Archive for the ‘Poems’ Category

Walk

Posted: March 10, 2013 in Poems

I walked to the coast

Down an unpaved path through the woods

And kicked pebbles out of my flip-flops

While humming a song that stuck in my head

Which hadn’t unlodged itself since I left home.

 

At the beach, I dropped my bag beside the shade

And stood staring out at the flat water

To the nearby islands

And the serpentine coastline

And the innumerable pebble paths I imagined within

 

The sun freckled my shoulders

And I felt it burn my pale legs.

 

Soon I awoke,

Not realizing I had slept,

The only indications being the cowlicked hair,

Bright red knees,

And the rising smoke from the opposite shore.

 

I held my legs close, calf touching thigh,

And watched the thin gray line thicken at the bottom,

Rising until a wind at a certain altitude

Blew it aside into a raincloud of ash

Which, before long, walked over all my coastline paths.

 

Hours later, planes –Canadians– buzzed overhead

Carrying seawater to their destination until the cloud’s tail tapered away

And I packed up my things

And walked home under the shade

Kicking pebbles from my sandals

Humming that same song

Wondering if I had really woken up.

Graffiti

Posted: March 10, 2013 in Poems

As a young man I hid my spray cans and stencils

Inside a black canvas backpack under my bed

And sprinted between shadows

From tenements to train tracks

Corrupting and claiming walls

And I called the city mine.

I’d wake between the cracks of bricks and sidewalks

Stretch my skin across a concrete canvas

And preach in colors

Turning grey to gold

My portraits were promises

And the city was all mine.

 

I stood from building-tops and billboards

Painted prayers flowed along the alleys

And the stars were spotlights

Over derelicts and dumpsters

Turning with time

And the city died and rose again.

For Caroline

Posted: March 10, 2013 in Poems

“I don’t smoke,” she says

as she lifts back the bottle

and the golden liquor

burns and soothes.

 

And when she cries she smiles

And she doesn’t know why

Except that it feels like a note

Too low to sing.

 

Her laugh consumes

Angst for a time

Until the humor bleeds dry

And she closes her eyes again.

 

And so she burns burns

Burns, lying in an ashtray,

trying to sleep

Like the cigarette she’ll never smoke.

She Lost Her Words

Posted: March 10, 2013 in Poems

At the bottom of the purse

Beneath the compact and the cell phone

And with fingers fumbling and tongue tied

She watched helplessly as what she really wanted to say

Held itself hostage underneath the lipstick,

Cushioned by a half-used-up

Package of tissues.

 

STORM

Posted: March 10, 2013 in Poems

As I looked out the sliding French doors to my backyard

I smiled as the raindrops dove face-first into the bricks of the patio.

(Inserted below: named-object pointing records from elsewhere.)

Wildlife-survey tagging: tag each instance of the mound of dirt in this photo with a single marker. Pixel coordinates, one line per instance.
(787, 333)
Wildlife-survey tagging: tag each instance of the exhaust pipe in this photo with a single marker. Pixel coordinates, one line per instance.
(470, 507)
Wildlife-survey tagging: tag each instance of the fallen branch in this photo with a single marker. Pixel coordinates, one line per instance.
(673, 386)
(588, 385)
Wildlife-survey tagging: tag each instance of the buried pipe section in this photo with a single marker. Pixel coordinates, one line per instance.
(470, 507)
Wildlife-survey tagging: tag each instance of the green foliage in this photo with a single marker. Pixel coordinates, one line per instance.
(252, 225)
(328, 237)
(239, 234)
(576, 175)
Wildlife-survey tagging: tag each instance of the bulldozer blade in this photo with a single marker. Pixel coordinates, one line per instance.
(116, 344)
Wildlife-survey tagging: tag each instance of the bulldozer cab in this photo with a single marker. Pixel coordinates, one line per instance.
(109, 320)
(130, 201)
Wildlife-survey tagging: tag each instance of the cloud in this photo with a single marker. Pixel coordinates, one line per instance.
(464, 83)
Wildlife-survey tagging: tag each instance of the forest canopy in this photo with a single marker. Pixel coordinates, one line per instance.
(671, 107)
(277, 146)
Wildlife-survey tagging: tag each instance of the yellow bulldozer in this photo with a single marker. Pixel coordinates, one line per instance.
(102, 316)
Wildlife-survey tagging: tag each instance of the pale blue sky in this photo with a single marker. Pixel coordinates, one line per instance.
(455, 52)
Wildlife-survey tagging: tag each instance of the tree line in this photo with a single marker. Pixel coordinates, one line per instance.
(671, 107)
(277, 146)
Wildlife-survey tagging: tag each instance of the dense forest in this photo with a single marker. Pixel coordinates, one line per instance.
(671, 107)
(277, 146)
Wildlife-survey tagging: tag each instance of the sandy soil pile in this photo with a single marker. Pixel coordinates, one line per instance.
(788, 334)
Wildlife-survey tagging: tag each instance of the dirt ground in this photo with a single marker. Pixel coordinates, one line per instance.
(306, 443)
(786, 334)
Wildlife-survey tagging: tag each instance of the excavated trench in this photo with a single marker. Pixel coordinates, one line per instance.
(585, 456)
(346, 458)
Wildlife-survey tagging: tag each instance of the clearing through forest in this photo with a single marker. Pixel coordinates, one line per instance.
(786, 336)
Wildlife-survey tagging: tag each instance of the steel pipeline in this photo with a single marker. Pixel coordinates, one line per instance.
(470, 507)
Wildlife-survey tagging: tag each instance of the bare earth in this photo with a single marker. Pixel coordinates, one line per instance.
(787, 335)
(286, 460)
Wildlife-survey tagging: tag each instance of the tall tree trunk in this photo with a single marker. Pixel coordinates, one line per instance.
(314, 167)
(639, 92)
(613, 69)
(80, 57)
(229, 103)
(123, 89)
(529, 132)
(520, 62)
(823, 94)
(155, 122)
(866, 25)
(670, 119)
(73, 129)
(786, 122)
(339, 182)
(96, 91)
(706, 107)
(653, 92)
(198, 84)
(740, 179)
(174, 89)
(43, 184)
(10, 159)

There was nothing else in the house,

So while preparing a ham and cheese sandwich with a Dr. Pepper and two chocolate chip cookies

I sent you a message about how I was sad that the world wasn’t crashing down around our ears.

 

I had wanted the wind to leave me unscathed,

Standing, staring at a throne of splinters

that was once but would no longer be mine.

I had wanted the rivers to rise and carry me away from what I knew

and we could go to a place where the trees were still rooted

and we could chop them down

and we could build our own home.

 

You know.

The kinds of things that happen in love poems.

 

After I told you what I had for lunch,

We came up with the ingenious plan

In which you would bake cookies

And I would eat them

Because you, apparently, bake delicious cookies.

 

It was a perfect plan, you said, half-serious.

 

And then I said what we both knew.

That the kinds of things that happen in love poems

Don’t happen.

 

“Ah, so what are we to do?” I remember you said.

 

And I told you our story:

I would go on sitting at home

Making sandwiches

And waiting for storms that never come.

 

And you would go on being a storm

Kicking over my tomato plant

Creaking my windows

Drowning leaves in my swimming pool.

 

Obliterating over other houses,

But never mine.

Unchained Sonnet

Posted: March 10, 2013 in Poems

Let me peel off your nose,

Pluck out your eyes,

And gnaw away at your chin

Until my white teeth click at your bone.

 

I want to strip away

The skin on your arms

And strum on the sinews underneath

As I hum the harmony stuck in my head.

 

I dream of breaking back your ribs,

Ripping out your heart,

And squeezing free the blood

From veins stretched out and inventoried over my bed.

 

And when I piece you back together I hope

You would want to do the same to me.